Città del Vino in allarme: Per combattere l’alcolismo l’Organizzazione mondiale della sanita vuole colpire la cultura del vino

Il presidente Angelo Radica: “I circa 15 milioni di enoturisti che ogni anno percorrono le strade del vino italiane non possono essere trattato come degli alcolizzati cornici; e non dimentichiamo i valori dell’export del vino italiano e dell’enoturismo.

L’Associazione nazionale Città del Vino esprime forte preoccupazione per la decisione presa dall’Organizzazione mondiale della sanità (Oms) – Regione Europa, che ha adottato una risoluzione che demonizza il vino ed un intero comparto in Italia come in Europa. Il documento dell’Oms approvato nei giorni scorsi a Tel Aviv “European framework for action on alcohol 2022-2025” non tiene in considerazione quanto affermato dalla Global alcohol strategy approvata lo scorso maggio dalla stessa Oms e dalla votazione al Cancer plan da parte del Parlamento europeo che avevano rimarcato l’esigenza di focalizzare l’azione sul consumo dannoso di alcol.
Le nuove linee guida espresse dall’Oms, tra l’altro accolte integralmente senza fare alcuna opposizione da parte della delegazione italiana, prevedono l’attuazione di programmi di contrasto al consumo dell’alcol con l’obiettivo di una riduzione del 10% pro-capite entro il 2025. Per raggiungere questo obiettivo, l’Oms proporrà ai Paesi interessati l’aumento della tassazione sui prodotti a base di alcool, il divieto di fare pubblicità, promozione e marketing in qualsiasi forma di tali prodotti, la diminuzione stessa della produzione di bevande alcoliche, l’obbligo di health warning (avviso di allarme per la salute) da stampigliare sulle etichette.

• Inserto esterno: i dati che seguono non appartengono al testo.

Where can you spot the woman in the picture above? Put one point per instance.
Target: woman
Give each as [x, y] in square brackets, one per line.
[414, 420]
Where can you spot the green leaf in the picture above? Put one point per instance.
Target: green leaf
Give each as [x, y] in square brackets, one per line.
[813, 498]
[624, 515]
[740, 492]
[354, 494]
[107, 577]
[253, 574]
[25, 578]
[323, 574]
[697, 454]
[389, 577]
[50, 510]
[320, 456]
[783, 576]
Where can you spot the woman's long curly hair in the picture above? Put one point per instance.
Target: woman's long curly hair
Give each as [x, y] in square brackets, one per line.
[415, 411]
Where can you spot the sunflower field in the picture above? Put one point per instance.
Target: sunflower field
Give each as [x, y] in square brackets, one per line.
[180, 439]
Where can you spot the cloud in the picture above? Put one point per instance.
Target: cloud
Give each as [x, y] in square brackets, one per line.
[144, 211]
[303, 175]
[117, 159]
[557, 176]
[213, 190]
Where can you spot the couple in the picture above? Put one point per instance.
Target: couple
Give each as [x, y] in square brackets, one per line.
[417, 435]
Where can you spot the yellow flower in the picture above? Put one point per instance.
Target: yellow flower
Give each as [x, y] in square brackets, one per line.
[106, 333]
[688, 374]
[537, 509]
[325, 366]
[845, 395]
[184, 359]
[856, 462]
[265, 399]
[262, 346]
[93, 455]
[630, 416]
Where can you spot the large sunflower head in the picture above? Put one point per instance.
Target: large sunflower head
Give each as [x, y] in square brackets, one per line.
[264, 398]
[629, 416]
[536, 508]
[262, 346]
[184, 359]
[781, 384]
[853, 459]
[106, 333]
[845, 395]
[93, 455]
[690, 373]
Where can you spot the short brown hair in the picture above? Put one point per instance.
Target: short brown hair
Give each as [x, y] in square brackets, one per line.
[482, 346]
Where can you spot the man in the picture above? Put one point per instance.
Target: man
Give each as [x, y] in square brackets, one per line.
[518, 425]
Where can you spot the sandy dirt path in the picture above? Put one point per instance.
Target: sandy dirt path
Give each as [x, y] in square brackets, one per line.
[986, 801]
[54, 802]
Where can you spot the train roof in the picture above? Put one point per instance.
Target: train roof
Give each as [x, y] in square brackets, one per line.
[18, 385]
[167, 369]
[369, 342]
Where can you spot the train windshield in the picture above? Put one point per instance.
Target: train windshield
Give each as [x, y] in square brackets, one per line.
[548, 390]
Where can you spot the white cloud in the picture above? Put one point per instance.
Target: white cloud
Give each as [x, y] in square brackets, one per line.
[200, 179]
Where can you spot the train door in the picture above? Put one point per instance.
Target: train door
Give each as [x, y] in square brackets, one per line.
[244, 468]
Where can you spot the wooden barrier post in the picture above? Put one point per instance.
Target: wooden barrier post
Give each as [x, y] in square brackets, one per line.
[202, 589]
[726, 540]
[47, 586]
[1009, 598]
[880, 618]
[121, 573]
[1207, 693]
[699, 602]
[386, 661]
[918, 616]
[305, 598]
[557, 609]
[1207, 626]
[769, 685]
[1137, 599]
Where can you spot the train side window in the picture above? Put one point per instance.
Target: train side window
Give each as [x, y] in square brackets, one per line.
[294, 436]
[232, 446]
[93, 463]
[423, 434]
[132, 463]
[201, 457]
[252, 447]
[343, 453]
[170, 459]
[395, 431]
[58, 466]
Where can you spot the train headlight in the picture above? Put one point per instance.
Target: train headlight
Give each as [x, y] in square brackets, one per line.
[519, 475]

“Queste nuovi indicazioni dell’Oms – afferma Angelo Radica, presidente dell’Associazione nazionale Città del Vino – sono un ulteriore colpo al mondo del vino europeo e italiano in particolare, perché non tengono assolutamente conto del valore culturale delle produzioni vitivinicole e del fatto che bere vino, oggi, non è certo sintomo di alcolismo, ma semmai di piacevole convivenza, di scoperta dei territori e del valore cultuale del vino che racconta storie anche millenarie di persone e di luoghi. Bere con moderazione è sempre stato il nostro slogan: criminalizzare il vino non è la via giusta per combattere l’alcolismo che non è certo causato dalla presenza del vino ma semmai dalle problematiche sociale ed economiche che possono colpire ampie fasce di popolazione. Il vino è cultura”.
La nuova ondata proibizionista per il settore preoccupa non poco. L’Oms basa il suo programma “proibizionista” sul concetto che “non ci sono livelli di sicurezza” nel consumo di bevande alcoliche. L’obiettivo del taglio ai consumi colpirà anche il vino, senza che vi siano distinzioni, ad esempio, tra i comportamenti compulsivi e quindi patologici, dal semplice consumo durante i pasti, oltre che tra le diverse tipologie di bevande. Un approccio del tutto contrario alle politiche di prevenzione e formazione promosse dai vari attori del comparto vitivinicolo.
“Non dimentichiamo – afferma ancora Radica – che colpendo il vino si colpisce anche la Dieta Mediterranea una delle migliori rappresentazioni del nostro Paese al mondo. Non a caso il turismo internazionale sceglie l’Italia per le sue bellezze artistiche, storiche e culturale e per il cibo, vino compreso, veri motori del nostro prodotto interno lordo. I circa 15 milioni di enoturisti che ogni anno percorrono le strade del vino italiane, come indica il nostro Osservatorio annuale sull’enoturismo, non possono essere trattati come degli alcolizzati cornici; e non dimentichiamo i valori dell’export del vino italiano e dell’enoturismo. La prossima settimana il turismo sarà al centro della tre giorni del UNWTO che si terrà ad Alba, in Piemonte. Potrà essere l’occasione, data la vetrina internazionale, di ribadire all’Osm che, per quanto riguarda la giusta prevenzione contro l’alcolismo, sono però sulla strada sbagliata”.